Since iris patterns stay practically unchanged throughout a person’s lifetime, iris recognition is one of the most accurate biometric modalities that are commonly deployed. The false acceptance rate and false rejection rate of iris scanning is extremely low, guaranteeing a higher rate of accuracy in identity verification and authentication.
Iris recognition is an easy-to-use technology, wherein a person only needs to stand still in front of the camera, and the rest is taken care of by the technology behind it. No direct physical contact is required between the person and the camera, making iris recognition completely non-intrusive.

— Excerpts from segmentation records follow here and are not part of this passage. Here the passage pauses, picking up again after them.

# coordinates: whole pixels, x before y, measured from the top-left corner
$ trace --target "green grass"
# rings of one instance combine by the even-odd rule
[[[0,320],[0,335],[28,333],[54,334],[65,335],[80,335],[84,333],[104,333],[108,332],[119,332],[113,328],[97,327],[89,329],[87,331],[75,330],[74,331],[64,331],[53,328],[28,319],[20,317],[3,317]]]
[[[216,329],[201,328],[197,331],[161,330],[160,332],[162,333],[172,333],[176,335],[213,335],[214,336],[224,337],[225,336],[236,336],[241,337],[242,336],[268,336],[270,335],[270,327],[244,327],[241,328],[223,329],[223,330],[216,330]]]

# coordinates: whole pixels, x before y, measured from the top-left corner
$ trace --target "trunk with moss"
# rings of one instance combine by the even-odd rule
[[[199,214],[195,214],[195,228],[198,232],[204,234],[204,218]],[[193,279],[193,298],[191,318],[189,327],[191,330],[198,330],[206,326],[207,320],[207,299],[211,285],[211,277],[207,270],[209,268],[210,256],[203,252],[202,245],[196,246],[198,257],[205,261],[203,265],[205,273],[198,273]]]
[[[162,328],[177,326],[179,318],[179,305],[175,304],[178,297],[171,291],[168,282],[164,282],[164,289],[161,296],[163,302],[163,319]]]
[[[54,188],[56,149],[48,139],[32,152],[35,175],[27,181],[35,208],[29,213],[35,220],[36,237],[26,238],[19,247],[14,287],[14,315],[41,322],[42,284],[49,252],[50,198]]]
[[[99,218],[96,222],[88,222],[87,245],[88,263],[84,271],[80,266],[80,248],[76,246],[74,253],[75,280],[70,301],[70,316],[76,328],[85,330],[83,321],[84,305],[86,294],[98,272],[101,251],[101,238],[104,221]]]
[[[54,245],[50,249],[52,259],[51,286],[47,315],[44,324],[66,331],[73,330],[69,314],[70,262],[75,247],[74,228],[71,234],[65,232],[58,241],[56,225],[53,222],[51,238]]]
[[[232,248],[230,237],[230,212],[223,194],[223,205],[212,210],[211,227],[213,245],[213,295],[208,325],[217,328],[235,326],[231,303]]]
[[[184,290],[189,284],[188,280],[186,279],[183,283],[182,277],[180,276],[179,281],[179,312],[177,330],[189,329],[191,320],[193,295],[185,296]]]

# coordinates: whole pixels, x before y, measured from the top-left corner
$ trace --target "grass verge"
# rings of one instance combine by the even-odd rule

Being one of the emerging biometric technologies, iris recognition comes at a relatively high cost. Iris scanners are quite expensive, making them mostly accessible to governments and large corporations. To initiate a reliable iris recognition process, a proper setup is a must. It might take more than a few attempts to get the capture process right as eye scanners can be sensitive to reflection. Moreover, they also require a person to stay still and avoid extra movements.
For reliable identity verification, digital templates based on the patterns of the irises of a person’s eyes can be used for comparison and matching. The speed of iris scanning and the visibility of the eye, alongside the incredibly low rate of false matches, are some of the main reasons why this biometric technology is gaining traction.
Iris recognition can be deployed in a wide variety of applications such as airport security, sensitive construction tasks, and military operations. Iris recognition can also provide a unique identity for citizens who do not own a passport or other identity cards, giving them access to governmental services.
Eye scanners scan the unique patterns of an individual’s retina and/or iris to accurately and quickly verify their identity to access restricted areas, services, or information. Although concerns exist that infrared rays could have a negative impact on vision, most experts believe that retinal and iris scanners pose no health risk to users.
Even if a retinal scan itself poses no danger to the eye, users sometimes complain of discomfort from the technology during the enrollment process. This has to do with leaning in and keeping their eye close to the scanning device in order for a scan to be accurate. Although an infrared light is beamed directly into the eye, there is no scientific study that supports the assumption that the retinal scan damages the vision of the user.
On the other hand, iris scans capture a grayscale photo of a person’s iris and are generally considered non-intrusive and more comfortable to complete.
Based upon the unique physiological characteristics of the eye for identity verification, both retinal scan and iris recognition offer their own list of advantages and disadvantages.
Iris recognition has gained more widespread commercial adoption between the two. The acceptance of retinal scans by the general public is extremely low due to its inconvenient and invasive nature. On the other hand, iris recognition is considered more user friendly as it uses contactless digital photography to precisely verify identity.
Retinal recognition is almost exclusively deployed in applications where extremely high levels of security are a requirement. Retinal scanning technology is mostly deployed in military installations and bases, nuclear facilities, and high-caliber laboratories.
Given the complexity of retinal biometrics, it is hardly surprising that retinal scanning technology only enjoys a low commercial acceptance. However, iris recognition is widely accepted as a commercially-viable modality compared to retinal scanning. With the cost of adopting iris recognition technology expected to decrease, iris scanning technology is expected to dominate the global market for biometric identity verification and authentication.